À côté des sévices décrits par les victimes précitées, les méthodes de torture comprennent les chocs électriques, les violences sexuelles dont le viol, la privation de sommeil, le waterboarding, le simulacre d’exécution et l’arrachage d’ongles (des mains et des pieds). Il arrive aussi que les tortionnaires jettent de l’acide sur le visage des victimes, leur percent les pieds avec des perceuses électriques ou leur écrasent les testicules avec un objet lourd.

Les témoignages font état de l’existence de cellules de torture dans les locaux des forces de l’ordre et des agences de renseignements où les suspects sont torturés pendant les interrogatoires. Le quartier général à Dacca et les camps du RAB, ainsi que les locaux de la police, sont des lieux de tortures particulièrement connus.
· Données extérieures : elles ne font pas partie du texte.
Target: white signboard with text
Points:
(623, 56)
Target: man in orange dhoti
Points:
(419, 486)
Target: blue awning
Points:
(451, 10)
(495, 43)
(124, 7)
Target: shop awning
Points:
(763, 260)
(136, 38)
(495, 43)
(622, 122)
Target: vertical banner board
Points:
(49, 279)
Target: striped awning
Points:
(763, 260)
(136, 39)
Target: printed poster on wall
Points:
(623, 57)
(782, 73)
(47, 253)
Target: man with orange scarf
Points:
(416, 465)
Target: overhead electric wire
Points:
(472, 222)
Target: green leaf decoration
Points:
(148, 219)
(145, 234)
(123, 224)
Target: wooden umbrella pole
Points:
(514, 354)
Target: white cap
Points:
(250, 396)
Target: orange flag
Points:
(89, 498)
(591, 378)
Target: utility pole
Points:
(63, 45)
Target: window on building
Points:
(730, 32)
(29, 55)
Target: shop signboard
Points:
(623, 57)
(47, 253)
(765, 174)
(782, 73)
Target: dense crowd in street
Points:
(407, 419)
Les victimes témoignent également de l’existence de centres secrets de détention. La DGFI possède ainsi trois centres secrets surnommés « trous noirs » (au quartier général de la DGFI à Dacca, à Kachukhet, et à proximité de l’aéroport international).

Conditions de détention

Le Bangladesh compte 67 prisons avec une population carcérale d’environ 85 000 détenus, soit le triple de leur capacité maximale (27 150 places). Les infrastructures sont inadaptées, les cellules minuscules et étroites, et les conditions sanitaires déplorables. Les prisonniers doivent se relayer pour pouvoir dormir ; la nourriture est souvent rationnée et de mauvaise qualité. Le suivi médical en prison est insuffisant. La transmission de maladies et les tortures subies en détention ont causé la mort d’au moins 58 détenus en 2009 et 20 détenus entre janvier et juillet 2010. Les femmes et les mineurs ne sont pas toujours emprisonnés dans des lieux séparés des hommes. Les femmes subissent des viols et d’autres violences sexuelles en détention de la part des gardiens de prison ou de codétenus. Les détenus peuvent être tabassés ou enchaînés de longues heures par les gardiens à titre de punition. Les organisations de défense des droits de l’homme n’ont pas accès aux lieux de détention.